Looking forward to 2010, the Barbados brand remains sound and the value proposition is perhaps even clearer now as less-proven destinations continue to struggle. There is no doubt that we have fared better then most of our Caribbean neighbours. However conventional wisdom says that a return of consumer confidence to the market will be slow and steady. In the UK, the higher price brackets of London and southern England are leading the recovery and we expect the same will happen here. Look for beachfront to lead and in particular the luxury product on the west coast. Strong marketing and public relations for new products in the form of Beachlands, SaintPeter’s Bay and Port Ferdinand should renew purchasers’ interest. The Four Seasons story has received a fair amount of negative coverage, so hopefully the silver lining will soon present itself. Development finance remains scarce, however offshore mortgages at attractive rates are easily had for qualified purchasers. Levelling off in supply will therefore continue and we are likely to see a return to a more measured pace of development in the coming years (Figure 3 below illustrates supply and pricing as at quarter four 2009). Outlook on tourism arrivals for 2010 is a mixed bag with the UK’s much maligned band system of Air Passenger Duty expected to be a damper.There is no evidence however of any direct correlation between long-stay traffic and foreign market sales per se.

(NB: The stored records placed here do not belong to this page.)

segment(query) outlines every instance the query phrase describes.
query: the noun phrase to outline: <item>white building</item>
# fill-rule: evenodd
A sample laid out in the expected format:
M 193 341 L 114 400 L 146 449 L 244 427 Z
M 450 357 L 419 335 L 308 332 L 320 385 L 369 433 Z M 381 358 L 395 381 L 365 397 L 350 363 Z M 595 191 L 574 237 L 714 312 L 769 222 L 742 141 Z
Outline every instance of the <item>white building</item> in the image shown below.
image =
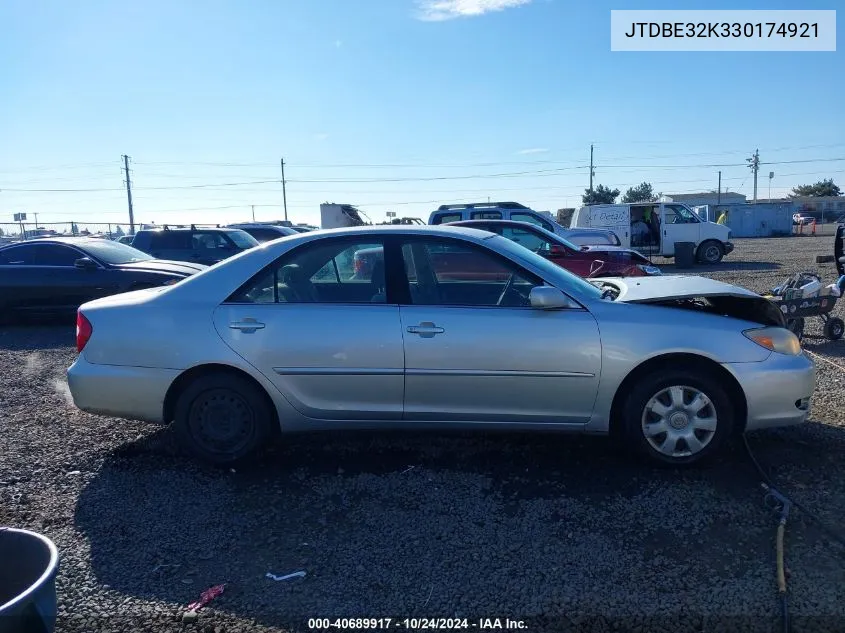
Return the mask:
M 741 193 L 723 191 L 720 195 L 715 191 L 703 191 L 701 193 L 669 193 L 661 196 L 660 201 L 680 202 L 690 207 L 697 207 L 705 204 L 711 206 L 718 204 L 741 204 L 747 202 L 747 199 Z

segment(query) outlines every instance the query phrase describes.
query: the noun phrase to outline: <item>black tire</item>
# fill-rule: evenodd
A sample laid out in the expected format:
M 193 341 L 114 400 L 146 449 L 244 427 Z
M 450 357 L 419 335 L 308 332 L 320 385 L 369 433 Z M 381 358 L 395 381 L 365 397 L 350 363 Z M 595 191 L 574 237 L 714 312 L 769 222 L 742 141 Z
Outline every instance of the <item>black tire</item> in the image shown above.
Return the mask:
M 795 319 L 787 319 L 786 327 L 790 332 L 792 332 L 795 336 L 798 337 L 799 341 L 804 339 L 804 318 L 803 317 L 797 317 Z
M 646 426 L 652 426 L 656 422 L 652 421 L 653 417 L 651 416 L 653 414 L 646 413 L 646 407 L 656 396 L 664 393 L 664 390 L 668 390 L 670 387 L 682 388 L 682 401 L 684 401 L 685 406 L 692 404 L 692 396 L 696 392 L 706 397 L 707 404 L 699 411 L 700 416 L 692 415 L 692 417 L 689 417 L 687 415 L 687 426 L 679 428 L 683 423 L 683 416 L 678 416 L 678 413 L 684 413 L 684 410 L 671 405 L 666 407 L 665 401 L 661 399 L 660 404 L 664 404 L 664 408 L 668 409 L 668 413 L 665 414 L 666 419 L 675 419 L 663 425 L 667 429 L 665 433 L 654 433 L 651 437 L 652 441 L 649 441 L 646 436 Z M 668 394 L 666 395 L 668 397 Z M 690 371 L 668 368 L 643 376 L 625 397 L 621 414 L 626 441 L 630 446 L 636 448 L 642 457 L 664 466 L 689 467 L 705 463 L 719 452 L 733 433 L 734 410 L 735 406 L 720 385 L 720 381 L 706 370 Z M 689 413 L 691 410 L 687 409 L 686 411 Z M 712 430 L 703 428 L 705 424 L 712 425 L 715 428 Z M 656 430 L 659 427 L 653 426 L 652 428 Z M 677 438 L 674 446 L 678 453 L 671 456 L 661 452 L 652 444 L 652 442 L 664 444 L 670 433 Z M 691 435 L 691 440 L 696 439 L 702 446 L 700 448 L 695 447 L 691 440 L 688 441 L 680 437 L 680 434 Z M 671 446 L 671 442 L 668 445 Z M 693 450 L 694 452 L 692 452 Z
M 716 240 L 707 240 L 698 245 L 696 259 L 702 264 L 718 264 L 725 256 L 725 249 Z
M 235 464 L 256 453 L 271 437 L 274 421 L 260 387 L 222 371 L 189 383 L 174 409 L 174 430 L 182 446 L 216 465 Z
M 839 317 L 831 317 L 824 324 L 824 335 L 831 341 L 838 341 L 845 334 L 845 321 Z

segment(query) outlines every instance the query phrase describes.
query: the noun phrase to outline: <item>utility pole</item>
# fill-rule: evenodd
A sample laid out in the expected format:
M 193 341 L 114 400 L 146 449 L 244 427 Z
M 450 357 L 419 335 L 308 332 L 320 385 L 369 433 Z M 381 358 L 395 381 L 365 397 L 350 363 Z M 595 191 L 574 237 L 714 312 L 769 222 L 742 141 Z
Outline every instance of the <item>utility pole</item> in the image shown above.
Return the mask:
M 35 216 L 35 228 L 37 229 L 37 228 L 38 228 L 38 214 L 37 214 L 37 213 L 33 213 L 32 215 L 34 215 L 34 216 Z
M 757 172 L 760 170 L 760 150 L 755 149 L 751 158 L 746 158 L 749 169 L 754 174 L 754 204 L 757 204 Z
M 285 191 L 285 159 L 282 159 L 282 202 L 285 205 L 285 221 L 288 219 L 288 194 Z
M 593 176 L 595 175 L 596 172 L 593 169 L 593 144 L 590 143 L 590 191 L 593 190 Z
M 719 189 L 716 194 L 716 204 L 722 204 L 722 171 L 719 170 Z
M 129 234 L 135 235 L 135 213 L 132 211 L 132 179 L 129 177 L 129 157 L 123 155 L 123 170 L 126 172 L 126 200 L 129 202 Z
M 251 206 L 251 207 L 252 207 L 252 221 L 253 221 L 253 222 L 255 222 L 255 205 L 254 205 L 254 204 L 251 204 L 251 205 L 249 205 L 249 206 Z

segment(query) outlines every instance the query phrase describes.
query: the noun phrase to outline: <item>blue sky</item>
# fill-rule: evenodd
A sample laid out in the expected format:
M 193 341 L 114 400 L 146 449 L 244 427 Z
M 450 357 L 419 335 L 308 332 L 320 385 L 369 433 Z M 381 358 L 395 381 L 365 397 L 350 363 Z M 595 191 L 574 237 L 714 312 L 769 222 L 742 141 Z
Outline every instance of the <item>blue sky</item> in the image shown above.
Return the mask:
M 0 222 L 126 221 L 124 153 L 136 220 L 159 223 L 281 218 L 281 157 L 290 218 L 315 223 L 327 200 L 374 220 L 488 196 L 576 206 L 590 143 L 596 182 L 623 190 L 715 188 L 726 164 L 750 196 L 737 164 L 758 147 L 778 163 L 760 197 L 770 170 L 773 195 L 845 185 L 841 48 L 610 51 L 612 8 L 702 4 L 5 0 Z M 839 3 L 804 4 L 741 8 Z

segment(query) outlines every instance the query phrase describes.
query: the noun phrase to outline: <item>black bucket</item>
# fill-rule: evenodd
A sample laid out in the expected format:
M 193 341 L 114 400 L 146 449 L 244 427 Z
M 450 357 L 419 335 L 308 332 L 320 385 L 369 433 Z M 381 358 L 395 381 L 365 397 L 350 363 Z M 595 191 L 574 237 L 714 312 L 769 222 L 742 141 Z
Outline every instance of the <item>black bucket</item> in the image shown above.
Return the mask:
M 695 242 L 675 242 L 675 268 L 695 265 Z
M 0 633 L 53 633 L 58 569 L 46 536 L 0 528 Z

A number of global property indices are reporting positive price growth in the third quarter of 2009 excepting markets that are grossly in oversupply (which is not the case in Barbados). Conducting similar analysis at this point in time is complicated by the highly seasonal nature of the beachfront market; we will have to wait until the end of the second quarter in 2010. The early indications point to some element of confidence returning to the beachfront this season. While we expect this will be reflected in a notable improvement in sales this season, we do not expect a return to a normalised rate of absorption just yet.